Pour sa part, Lotfi Bouchouchi a annoncé que «ce collectif a commencé à se réunir et à réfléchir depuis un an et demi ». «  Notre initiative est en soi un cri de détresse, afin d’alerter sur le marasme de notre profession et la précarité dans laquelle se trouve le cinéaste algérien et c’est un cri d’espoir en même temps, car cette situation n’est pas irréversible parce que nous avons des capacités d’aller de l’avant et de faire de notre cinéma une économie,  une industrie ou encore une parole de l’Algérie à l’étranger ».

«Notre initiative n’a pas la prétention de proposer des solutions clefs en main, le travail sera de très grande haleine. Il y aura des aboutissements que si le gouvernement pèse de tout son poids pour faire bouger les choses  et que les professionnels jouent le jeu de la disponibilité et du don de soi sur plusieurs années, voire des décennies».

Ainsi, selon M. Bouchouchi, «le problème qui se pose dans le cinéma, c’est que tout est à refaire ». « Il faut un plan d’ensemble, nous ne pouvons pas attendre que les gens soient formés pour faire du cinéma. S’il y a une volonté politique,  le travail peut commencer. Et on est conscient qu’il faut au moins une décennie pour commencer à voir les fruits de ce travail ».

Plateformes de solutions pour une démarche positive

De son côté, Ahmed Rachedi a déclaré que  « notre démarche se veut positive ». « Nous voulons  une véritable avancée et organisation du cinéma en dehors des conflits personnels. Nous voulons défendre notre droit d’exister et c’est notre devoir de le faire».

A propos du Fdatic,  il ajoute que  «ce qui se passe ailleurs dans les mécanismes d’aide sont des avances sur recettes et non des concours définitifs ».

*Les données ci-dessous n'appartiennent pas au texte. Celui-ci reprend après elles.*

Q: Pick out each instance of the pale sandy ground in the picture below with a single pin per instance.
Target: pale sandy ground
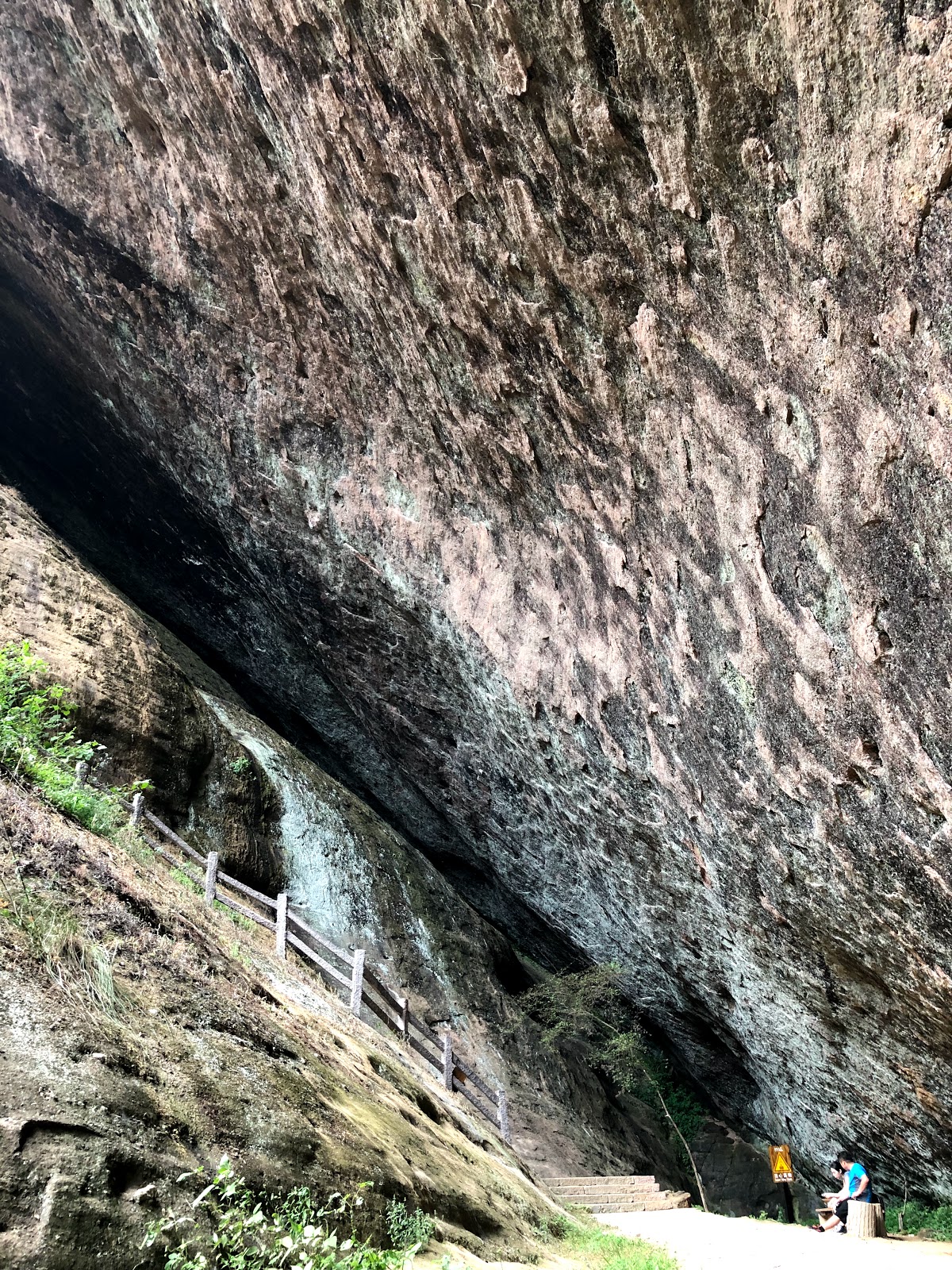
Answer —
(704, 1241)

En ce qui le concerne, le jeune réalisateur Jaber Debzi  estime,  à son tour, que «nous sommes dans l’esprit de collaboration constructive, nous ne sommes pas là pour dire que ce qui a été fait par le passé et ce qui est en train de se faire actuellement ne vont pas dans le bon sens.

Mais ce n’est pas assez, et nous pouvons faire mieux » !  Il a également fait savoir qu’avec «les capacités financières  et les  ressources humaines dont dispose notre pays,  c’est tout à fait possible de se hisser au niveau des majors américaines ou européennes. Mais pour cela, il faut une réelle volonté politique et c’est au gouvernement de prendre cette décision. Nous, nous sommes là à leur service». Et de poursuivre : «L’Algérie a un parc de salles très important, alors que beaucoup d’autres pays n’ont pas cette chance. On doit savoir surfer sur ce que nous avons déjà et travailler pour améliorer  nos acquis pour développer une réelle industrie du cinéma».